Does any of this apply to you?
- Faxes going to the wrong recipient, or a wrong number
- Sent or received faxes left on the fax machine
- No cover page with a confidentiality notice
Instant digital communication is a dream come true for healthcare professionals, but it can also be a nightmare. While we’re still in a no-man’s-land between fully digitized medical records and old school paper faxes, there’s a lot of room for error that could cost your organization.
Feeding paper Personal Health Information (PHI) into a standard fax machine puts you at risk of violating HIPAA regulations. First off, that dedicated phone line for your fax machine is not secure. There’s no way for you to know who is collecting sensitive information being printed out on the other end. Add to that the daily rush of your office and a transposed phone number, and you create the possibility of unintentionally sending the data somewhere you didn’t intend.
HIPAA’s privacy rule requires providers to show that reasonable safeguards were in place when PHI is shared, and traditional fax machines can be problematic in this regard if you can’t show that your safeguards were in fact reasonable.
Violations happen when sending a fax to a new number that is not in the speed dial or memory of the machine.
Renal and Urology News reported in 2013 that an HIV-positive patient asked his doctor’s office to have his medical records sent to his new urologist. The pressed-for-time office manager instead entered the fax number of his employer. It resulted in an investigation by the Office of Civil Rights, many difficult apologies and a time-consuming training program for all the employees of the practice.

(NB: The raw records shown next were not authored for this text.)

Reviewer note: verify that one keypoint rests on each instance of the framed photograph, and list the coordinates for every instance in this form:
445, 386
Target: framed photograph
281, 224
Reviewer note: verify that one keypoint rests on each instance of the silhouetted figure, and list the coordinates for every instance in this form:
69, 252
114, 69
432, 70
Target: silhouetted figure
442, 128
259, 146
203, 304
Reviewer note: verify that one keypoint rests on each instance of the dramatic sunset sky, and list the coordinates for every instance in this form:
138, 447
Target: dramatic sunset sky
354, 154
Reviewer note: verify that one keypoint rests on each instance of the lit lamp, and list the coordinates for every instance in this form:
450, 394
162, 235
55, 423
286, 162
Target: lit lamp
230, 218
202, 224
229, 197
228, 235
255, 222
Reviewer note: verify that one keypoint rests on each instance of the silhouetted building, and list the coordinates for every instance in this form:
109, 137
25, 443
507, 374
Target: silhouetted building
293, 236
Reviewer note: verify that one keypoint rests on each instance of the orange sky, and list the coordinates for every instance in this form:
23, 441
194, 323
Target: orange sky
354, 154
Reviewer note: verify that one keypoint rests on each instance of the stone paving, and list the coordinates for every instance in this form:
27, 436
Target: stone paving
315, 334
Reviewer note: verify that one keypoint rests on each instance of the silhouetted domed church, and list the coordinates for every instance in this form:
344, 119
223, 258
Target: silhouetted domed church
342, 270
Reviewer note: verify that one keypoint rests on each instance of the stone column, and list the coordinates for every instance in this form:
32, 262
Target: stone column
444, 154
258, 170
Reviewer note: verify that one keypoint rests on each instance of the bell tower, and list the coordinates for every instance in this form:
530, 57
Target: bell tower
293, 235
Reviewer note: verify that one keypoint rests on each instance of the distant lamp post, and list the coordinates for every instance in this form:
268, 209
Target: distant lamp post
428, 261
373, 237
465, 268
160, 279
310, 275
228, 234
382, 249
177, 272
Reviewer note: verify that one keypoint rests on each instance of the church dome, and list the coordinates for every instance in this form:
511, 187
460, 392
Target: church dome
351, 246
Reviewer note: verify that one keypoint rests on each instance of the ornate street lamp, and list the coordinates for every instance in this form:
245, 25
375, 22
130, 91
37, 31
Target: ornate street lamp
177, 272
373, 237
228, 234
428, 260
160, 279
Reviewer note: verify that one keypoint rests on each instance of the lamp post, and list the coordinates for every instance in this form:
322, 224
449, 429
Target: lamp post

So, what should you do if you are still tied to your old paper fax machine? Here’s what we recommend.
- Never let the fax machine outfeed hold even one fax. There should be no opportunity for someone to walk by the machine and see what’s in the tray unless they are the stated recipient of the document. You might also consider moving the machine to a secure location where one person is tasked with discreetly distributing sensitive information.
- Always use cover pages that will obscure the PHI underneath. This is actually a HIPAA requirement and includes a mandate to use an approved confidentiality statement. It should also include the date and time, name of the recipient, destination fax number, and the sender’s name, organization, and phone number.
- Maintain an accurate record of who handles each fax. Pretend that an audit could happen at any time! Fines for noncompliance can result from neglecting secure fax procedures.
- Deep six your old fax machine altogether and switch to a HIPAA-compliant cloud-based service that can send and receive documents through an internet connection. Encryption can secure PHI while it’s stored online, and a good fax application like our hFax platform can provide every detail about each fax including who had it on their screen and for how long.
Centralis Health is ready to help you secure your PHI procedures, most of all, simplify it! Contact us to find out more about our hFax solution that has already revolutionized the daily operations of our many relieved clients.
** What’s HIPAA? It’s an abbreviation for the Health Insurance Portability and Accountability Act of 1996, passed by the US Congress as federal law. It provides for several benefits to the health consumer, including the ability to keep insurance coverage when they lose or change jobs that provide benefits, making it more difficult to commit health care fraud and abuse, setting national standards for how information is coded and communicated between providers and billing agencies, and requiring confidentiality for any personal health information.
It applies to entities such as doctor’s offices, insurers, hospitals and their business associates like information technology providers, billers and other agencies that handle PHI.